En 1887, l'Africana Library [bibliothèque] de Kimberley était l'un des plus grands bâtiments de la ville. De

fait, dans cette grosse bourgade de baraques où vivaient chercheurs de diamants et mâcheurs de

cigares, où des dames coquines prenaient des bains de champagne, l'édifice exsudait la respectabilité

victorienne. Le bibliothécaire montre quelques-uns des joyaux contenus dans les archives, dont deux

des lettres écrites par David Livingstone [explorateur britannique qui a notamment reconnu le cours du

Zambèze et les chutes Victoria] en trente ans d'exploration africaine. Dans l'une d'elles, il comparait son

écriture à une araignée d'encre errant sur le papier.

Sur la route de Bloemfontein, on croise un petit musée situé sur le champ de bataille de Perdeberg.

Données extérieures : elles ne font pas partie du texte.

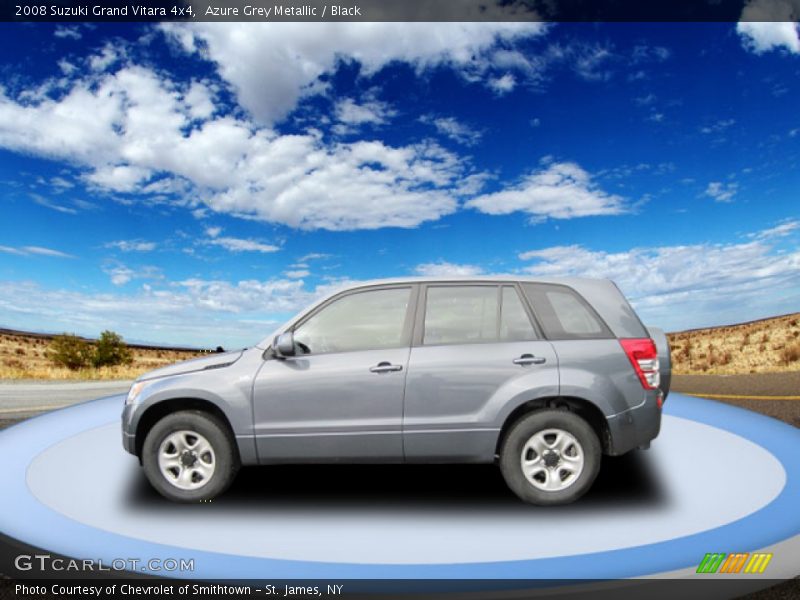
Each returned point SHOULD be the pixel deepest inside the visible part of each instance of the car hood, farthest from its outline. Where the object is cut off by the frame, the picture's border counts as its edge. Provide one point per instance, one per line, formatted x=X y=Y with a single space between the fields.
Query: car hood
x=214 y=361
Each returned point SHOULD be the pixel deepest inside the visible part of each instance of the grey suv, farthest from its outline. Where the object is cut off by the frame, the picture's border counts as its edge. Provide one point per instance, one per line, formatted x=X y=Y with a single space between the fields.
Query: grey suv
x=541 y=376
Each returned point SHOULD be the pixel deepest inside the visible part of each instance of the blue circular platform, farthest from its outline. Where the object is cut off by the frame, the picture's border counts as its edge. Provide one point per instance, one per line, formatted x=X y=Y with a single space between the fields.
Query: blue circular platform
x=720 y=479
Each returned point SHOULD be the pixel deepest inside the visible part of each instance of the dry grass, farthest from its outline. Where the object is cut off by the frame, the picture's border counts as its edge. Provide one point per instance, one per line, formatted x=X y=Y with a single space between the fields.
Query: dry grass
x=24 y=357
x=766 y=346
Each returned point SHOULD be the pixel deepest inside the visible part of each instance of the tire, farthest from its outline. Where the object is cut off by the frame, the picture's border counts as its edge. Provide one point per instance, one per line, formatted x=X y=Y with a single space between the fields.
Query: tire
x=190 y=456
x=550 y=457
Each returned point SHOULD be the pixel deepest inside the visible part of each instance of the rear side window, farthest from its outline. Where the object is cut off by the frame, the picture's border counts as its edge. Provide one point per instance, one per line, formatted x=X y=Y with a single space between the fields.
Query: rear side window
x=564 y=314
x=515 y=326
x=460 y=314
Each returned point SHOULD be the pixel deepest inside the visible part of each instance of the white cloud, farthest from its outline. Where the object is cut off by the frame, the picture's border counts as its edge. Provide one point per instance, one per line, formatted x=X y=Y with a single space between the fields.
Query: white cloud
x=132 y=245
x=718 y=126
x=454 y=129
x=372 y=112
x=770 y=25
x=271 y=66
x=559 y=191
x=42 y=201
x=108 y=55
x=199 y=100
x=781 y=230
x=67 y=32
x=242 y=245
x=126 y=126
x=721 y=192
x=313 y=256
x=504 y=84
x=686 y=285
x=35 y=250
x=121 y=274
x=196 y=312
x=446 y=269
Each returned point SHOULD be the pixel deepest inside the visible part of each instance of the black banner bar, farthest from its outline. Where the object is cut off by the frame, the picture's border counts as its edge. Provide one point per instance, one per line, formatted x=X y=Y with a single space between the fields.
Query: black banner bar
x=266 y=11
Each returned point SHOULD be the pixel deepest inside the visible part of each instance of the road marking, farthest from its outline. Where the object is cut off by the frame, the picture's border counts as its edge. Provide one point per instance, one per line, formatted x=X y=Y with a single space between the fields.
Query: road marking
x=24 y=409
x=738 y=397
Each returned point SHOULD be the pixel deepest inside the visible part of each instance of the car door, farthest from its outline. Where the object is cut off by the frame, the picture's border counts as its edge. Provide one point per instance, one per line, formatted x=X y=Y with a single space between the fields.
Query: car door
x=340 y=397
x=475 y=351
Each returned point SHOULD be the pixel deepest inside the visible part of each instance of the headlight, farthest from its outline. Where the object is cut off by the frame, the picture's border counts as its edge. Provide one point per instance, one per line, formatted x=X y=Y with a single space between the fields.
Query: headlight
x=135 y=390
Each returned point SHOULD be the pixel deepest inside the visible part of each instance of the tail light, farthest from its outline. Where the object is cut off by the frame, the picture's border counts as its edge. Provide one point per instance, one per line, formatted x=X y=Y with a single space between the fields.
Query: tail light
x=644 y=357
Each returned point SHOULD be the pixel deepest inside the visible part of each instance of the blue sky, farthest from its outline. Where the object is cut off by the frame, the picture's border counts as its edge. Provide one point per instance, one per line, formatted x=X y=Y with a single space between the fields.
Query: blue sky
x=198 y=184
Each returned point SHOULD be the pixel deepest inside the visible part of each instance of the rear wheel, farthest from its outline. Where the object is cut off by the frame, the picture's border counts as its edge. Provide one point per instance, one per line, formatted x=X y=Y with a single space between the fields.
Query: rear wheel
x=190 y=456
x=550 y=457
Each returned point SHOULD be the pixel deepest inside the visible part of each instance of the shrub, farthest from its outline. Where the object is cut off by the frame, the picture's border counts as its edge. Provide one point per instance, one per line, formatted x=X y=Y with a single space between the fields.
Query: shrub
x=70 y=351
x=110 y=351
x=790 y=353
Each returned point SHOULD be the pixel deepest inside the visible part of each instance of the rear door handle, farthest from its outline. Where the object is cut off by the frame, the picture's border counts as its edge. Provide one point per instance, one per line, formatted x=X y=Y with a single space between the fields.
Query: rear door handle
x=385 y=367
x=529 y=359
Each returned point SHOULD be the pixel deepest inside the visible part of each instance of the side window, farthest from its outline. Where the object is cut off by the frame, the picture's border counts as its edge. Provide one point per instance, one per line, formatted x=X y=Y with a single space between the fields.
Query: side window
x=460 y=314
x=564 y=314
x=515 y=326
x=368 y=320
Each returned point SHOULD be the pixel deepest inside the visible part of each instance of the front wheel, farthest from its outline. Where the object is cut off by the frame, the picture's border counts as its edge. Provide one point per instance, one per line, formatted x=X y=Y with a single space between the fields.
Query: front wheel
x=189 y=456
x=550 y=457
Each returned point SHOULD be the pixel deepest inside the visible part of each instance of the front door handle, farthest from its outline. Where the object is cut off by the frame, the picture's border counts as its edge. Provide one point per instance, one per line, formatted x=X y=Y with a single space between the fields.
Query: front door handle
x=385 y=367
x=529 y=359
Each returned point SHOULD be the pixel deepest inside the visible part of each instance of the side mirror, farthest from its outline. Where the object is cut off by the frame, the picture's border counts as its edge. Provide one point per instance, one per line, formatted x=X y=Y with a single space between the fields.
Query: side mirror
x=284 y=344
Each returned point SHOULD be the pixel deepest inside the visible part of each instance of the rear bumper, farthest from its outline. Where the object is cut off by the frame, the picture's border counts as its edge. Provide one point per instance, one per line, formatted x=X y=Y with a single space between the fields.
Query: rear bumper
x=636 y=426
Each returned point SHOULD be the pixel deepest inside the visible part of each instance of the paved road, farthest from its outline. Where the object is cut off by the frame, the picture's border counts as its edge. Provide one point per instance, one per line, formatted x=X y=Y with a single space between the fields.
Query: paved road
x=756 y=392
x=21 y=399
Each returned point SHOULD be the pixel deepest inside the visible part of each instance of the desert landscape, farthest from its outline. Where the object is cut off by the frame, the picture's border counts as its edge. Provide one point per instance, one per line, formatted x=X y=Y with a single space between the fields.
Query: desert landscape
x=765 y=346
x=25 y=356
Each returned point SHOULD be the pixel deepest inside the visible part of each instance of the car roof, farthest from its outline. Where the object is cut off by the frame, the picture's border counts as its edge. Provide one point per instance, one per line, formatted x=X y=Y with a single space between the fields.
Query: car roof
x=472 y=278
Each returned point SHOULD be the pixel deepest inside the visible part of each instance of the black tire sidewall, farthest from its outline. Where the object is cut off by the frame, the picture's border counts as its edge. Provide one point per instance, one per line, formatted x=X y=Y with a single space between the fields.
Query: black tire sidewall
x=522 y=431
x=225 y=455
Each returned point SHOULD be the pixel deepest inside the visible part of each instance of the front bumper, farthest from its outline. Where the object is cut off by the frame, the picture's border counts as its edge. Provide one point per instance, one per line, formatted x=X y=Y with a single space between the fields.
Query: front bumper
x=129 y=428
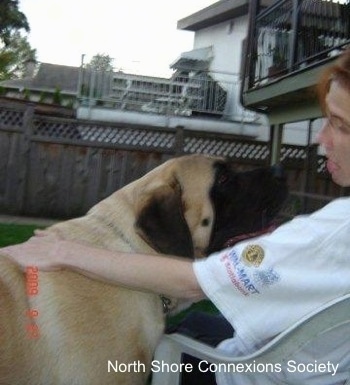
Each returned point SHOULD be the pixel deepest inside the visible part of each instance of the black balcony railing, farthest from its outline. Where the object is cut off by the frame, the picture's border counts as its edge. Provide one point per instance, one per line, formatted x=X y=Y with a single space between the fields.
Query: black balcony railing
x=291 y=35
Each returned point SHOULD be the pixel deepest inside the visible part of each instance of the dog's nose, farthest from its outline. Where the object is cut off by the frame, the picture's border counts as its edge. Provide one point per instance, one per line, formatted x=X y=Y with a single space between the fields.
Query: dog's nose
x=278 y=171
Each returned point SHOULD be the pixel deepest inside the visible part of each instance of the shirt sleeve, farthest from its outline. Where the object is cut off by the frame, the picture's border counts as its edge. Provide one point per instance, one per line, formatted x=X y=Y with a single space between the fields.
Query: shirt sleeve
x=264 y=285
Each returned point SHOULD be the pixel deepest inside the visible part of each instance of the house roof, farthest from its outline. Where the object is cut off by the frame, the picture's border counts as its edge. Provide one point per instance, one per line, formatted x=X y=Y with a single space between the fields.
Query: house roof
x=216 y=13
x=196 y=59
x=48 y=77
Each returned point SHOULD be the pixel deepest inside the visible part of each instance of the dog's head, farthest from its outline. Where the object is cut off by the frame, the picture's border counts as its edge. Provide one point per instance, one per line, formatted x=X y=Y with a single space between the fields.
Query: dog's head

Dehors se trouve le réservoir d'eau, criblé d'impacts de balle, d'un camp boer. Le musée de la Guerre de

Bloemfontein fait une large place aux souffrances subies dans les camps de concentration britanniques,

qui restent un sujet de polémique en Afrique du Sud. Un mémorial rappelle les 26 000 femmes et

enfants morts dans les camps. Emily Hobhouse, la pacifiste anglaise qui avait dénoncé les conditions de

vie dans ces endroits, est enterrée ici.

Pretoria marque la fin du voyage. Dominant la ville, le sinistre monument des Voortrekkers est dédié au

Grand Trek. Entouré par un cercle de chars à boeufs sculptés, il évoque avec force l'opiniâtreté et les

convictions qui soutenaient les Boers dans leur traversée de l'Afrique. Au Victoria Hotel, les dix vastes

chambres avaient été fréquentées par les officiers britanniques durant la guerre des Boers. Dans cette

atmosphère si victorienne, on imagine facilement les uniformes, les moustaches et la démarche assurée

de ces guerriers. La capitulation a été signée le 31 mai 1902, non loin de là, à Melrose House, au quartier

général britannique. A partir de là commence une autre aventure tumultueuse, celle de l'Afrique du Sud

au XXe siècle, de l'apartheid et de la lutte pour l'égalité des Noirs. Mais c'est une autre histoire.